«Noi siamo il cibo che mangiamo e la connessione fra produzione e consumo dei cibi può essere il luogo in cui reclamare la nostra libertà». (Vandana Shiva, attivista e ambientalista indiana).

Quello di sabato è stato un menù pensato e ripensato, il suo obiettivo non era solo quello di riempire lo stomaco. Abbiamo scelto piatti di diverse zone del mondo, da tutti quei luoghi dove le donne stanno lottando. Nel piatto vi era un mondo di culture e di persone.

Ecco com’era il menù:

ZEEYTINYAGLI YAPRAK SARMA – involtini di foglie di vite con riso basmati – Kurdistan

CIG KOFTE – polpetta di bulgur – Kurdistan

KARANTITA – sformato di ceci – con HARISSA – salsa di peperoncino e pomodoro – e PANE ARABO – Algeria

SOPAIPILLAS – torta fritta con zucca – con SALSA PEBRE – pomodoro, cipollotto, coriandolo – Cile

FEKKAS – biscotti con mandorle, sesamo e anice – con TE’ ALLA MENTA – Marocco

MALWI – frittelle – con MIELE – Marocco

E allora, dal momento che il cibo è un segno di appartenenza a una comunità (l’essere e sentirsi cittadino di una “polis”), vi invitiamo a riflettere sulla scelta di questi piatti:

in primo luogo, è stata per noi un’unione di sapori, una fusione che corrisponde alla nostra visione del mondo, un mondo senza confini, un mondo di ponti che ci uniscono e ci permettono di mescolarci. E anche la nostra cucina si apre per essere contaminata dai profumi e dai sapori del mondo. È la stessa idea che abbiamo di casa, dove ci teniamo stretti gli ingredienti della tradizione per poi impastarli con il nuovo e creare piatti che sono, ogni volta, imprevisto e appunto casa.

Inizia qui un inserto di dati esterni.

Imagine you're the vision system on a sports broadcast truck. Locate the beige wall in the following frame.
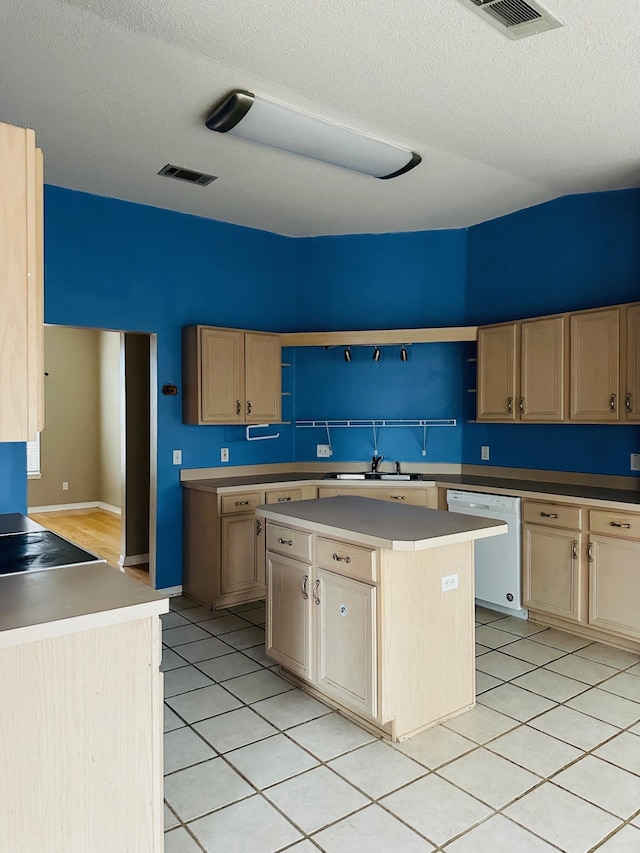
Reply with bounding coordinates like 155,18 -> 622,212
97,332 -> 122,509
28,326 -> 100,506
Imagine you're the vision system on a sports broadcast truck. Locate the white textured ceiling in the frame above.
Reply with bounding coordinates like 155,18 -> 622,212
0,0 -> 640,236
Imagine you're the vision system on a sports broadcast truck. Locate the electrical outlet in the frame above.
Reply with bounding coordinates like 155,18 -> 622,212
442,573 -> 458,592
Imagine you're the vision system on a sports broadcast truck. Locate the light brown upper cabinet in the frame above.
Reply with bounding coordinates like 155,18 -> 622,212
478,323 -> 518,421
182,326 -> 281,424
478,316 -> 566,421
518,317 -> 566,421
569,308 -> 620,421
621,302 -> 640,421
0,123 -> 44,441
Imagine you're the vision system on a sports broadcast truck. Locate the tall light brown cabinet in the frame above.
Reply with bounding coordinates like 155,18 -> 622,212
182,326 -> 282,424
0,123 -> 44,441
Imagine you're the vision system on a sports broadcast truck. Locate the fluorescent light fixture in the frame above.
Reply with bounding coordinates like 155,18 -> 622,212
206,89 -> 422,179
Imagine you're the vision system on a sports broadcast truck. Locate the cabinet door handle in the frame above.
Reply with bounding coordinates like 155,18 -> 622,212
333,554 -> 351,563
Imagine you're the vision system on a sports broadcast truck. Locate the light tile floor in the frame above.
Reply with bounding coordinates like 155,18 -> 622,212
162,597 -> 640,853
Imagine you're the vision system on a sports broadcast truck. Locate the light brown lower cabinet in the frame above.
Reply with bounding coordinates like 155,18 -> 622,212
266,521 -> 475,740
523,501 -> 640,650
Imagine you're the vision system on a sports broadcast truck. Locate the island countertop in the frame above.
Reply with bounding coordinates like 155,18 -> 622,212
256,495 -> 507,551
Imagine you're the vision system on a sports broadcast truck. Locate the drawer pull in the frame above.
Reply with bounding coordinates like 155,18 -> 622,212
333,554 -> 351,563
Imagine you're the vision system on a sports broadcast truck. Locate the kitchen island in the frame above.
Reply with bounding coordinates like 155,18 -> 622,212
0,560 -> 168,853
256,496 -> 507,741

Il menù pensato è stato un’unione di testa e cuore.

Cuore perché abbiamo dedicato tempo e cura alla preparazione come è per noi – o dovrebbe essere – la cura verso le persone, l’attenzione profonda all’accoglienza e allo stare bene insieme.

Noi sappiamo che il ruolo di cura, a partire dalla preparazione e somministrazione del cibo, nella società patriarcale è da sempre e tradizionalmente assegnato alle donne. Noi vogliamo riappropriarcene, anche per non disperdere tutto quel patrimonio di saperi e sapori che ci tramandano le donne del passato, ma rovesciandone il senso e caricandolo di un significato fortemente politico

In primo luogo, per l’importanza della relazione, sia nella preparazione collettiva dei piatti che nel loro consumo (vi ricordo che una parola a noi molto cara – compagno – trae origine proprio dalla condivisione del cibo).

E allora non solo mangiare insieme, ma anche cucinare insieme genera consapevolezze e crea relazioni, perché noi non cuciniamo mai per noi stesse, ma per il mondo intero e perché sappiamo che il cibo è sempre un percorso facile e abbreviato per favorire scambi e comunicazione.

E poi cucinare insieme ci rende consapevoli del fatto che impastare, mescolare, cuocere sono il fondamento primo di un agire politico, una pietra su cui costruire convivenza e civiltà.

Concludiamo con una frase di Virginia Woolf: “Non si può pensare bene, amare bene, dormire bene, se non si è cenato bene”.